Tuesday, January 25, 2011

The Guilt and the Gun By Jasen Sousa

The Guilt and the Gun

The 4th of July.
A night so clear you could count every star in the sky.
Here’s a tale about some guy, well, let’s call him a kid.
Slippery sneakers, city skates, pay attention to how far down he slid.
Yawning, waking up in the morning, he starts to get dressed.
Not stressed because he blocks out all the sins he never confessed.
Zipped up his jean shorts and tied his Jordans.
Very hot before noon, sweat off his head already pouring.
Mother in the next room snoring, little brother out riding his bike,
and his father has been missing since he came out of the womb and first saw light.

Out all day wandering the streets,
running into old friends which he greets.
Trying to avoid those with whom he accumulated debts,
they would beat him down until his last breaths.
He carefully takes steps throughout the town where he resides,
through these streets he glides, he hides, this is how he survives.
Smoking some weed behind an abandoned building.
I liked Benny, but did not like that he was selling drugs to the younger children.
His eyes have changed since he was a young lad,
but what he was going through was no teenage fad

There was a fireworks display at the local park,
a show which promised to illuminate the sky which sat dark.
Benny set off a gun spark in a girl’s direction,
a girl which for years, denied him any love or affection.
The shot hit her in the midsection, police and ambulances coverd city streets.
The paramedic discovered, this girl’s heart no longer beats.
People trampled over each other in their seats, crowd roared
as fireworks continued to soar.
Benny’s face smothered down in the grass, police cuffed his wrists
as smoke from the fireworks filled the scene with a mysterious mist.
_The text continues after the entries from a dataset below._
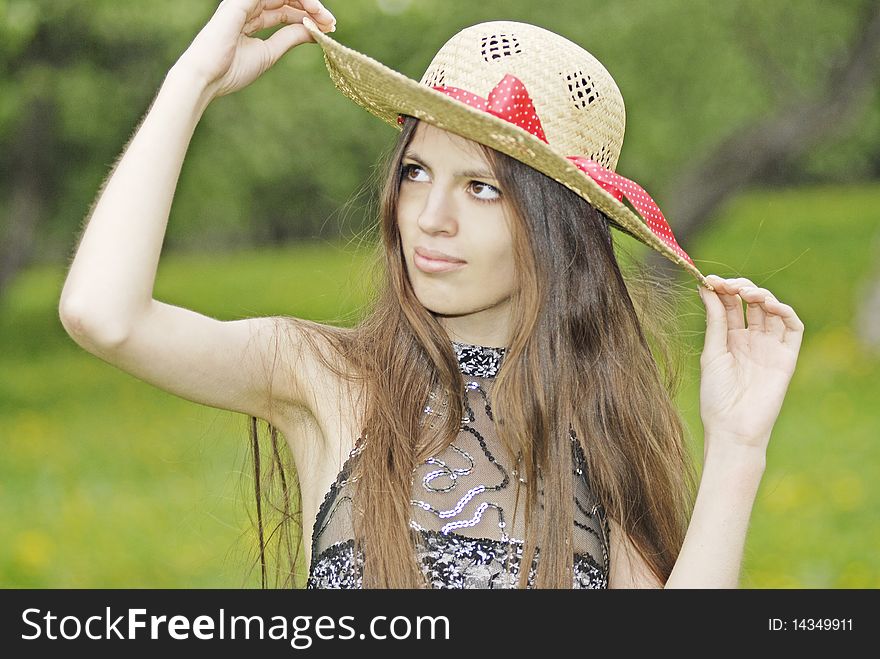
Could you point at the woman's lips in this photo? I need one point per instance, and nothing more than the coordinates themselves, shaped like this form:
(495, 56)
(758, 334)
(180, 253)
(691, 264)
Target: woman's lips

Benny has been in and out of jail,
when he’s free his life just doesn’t seem real.
He likes having a certain reputation,
without the hard guy image, he would be nothing in this nation.
This time he won’t be getting out anytime soon,
this was his first time sending another human being to their doom.
One bedroom surrounded by steel, listen to Benny wail, no one else can hear.
Don’t let Benny tell you he doesn’t care.
This type of filth can never be overcome,
Benny now holds the guilt and the gun.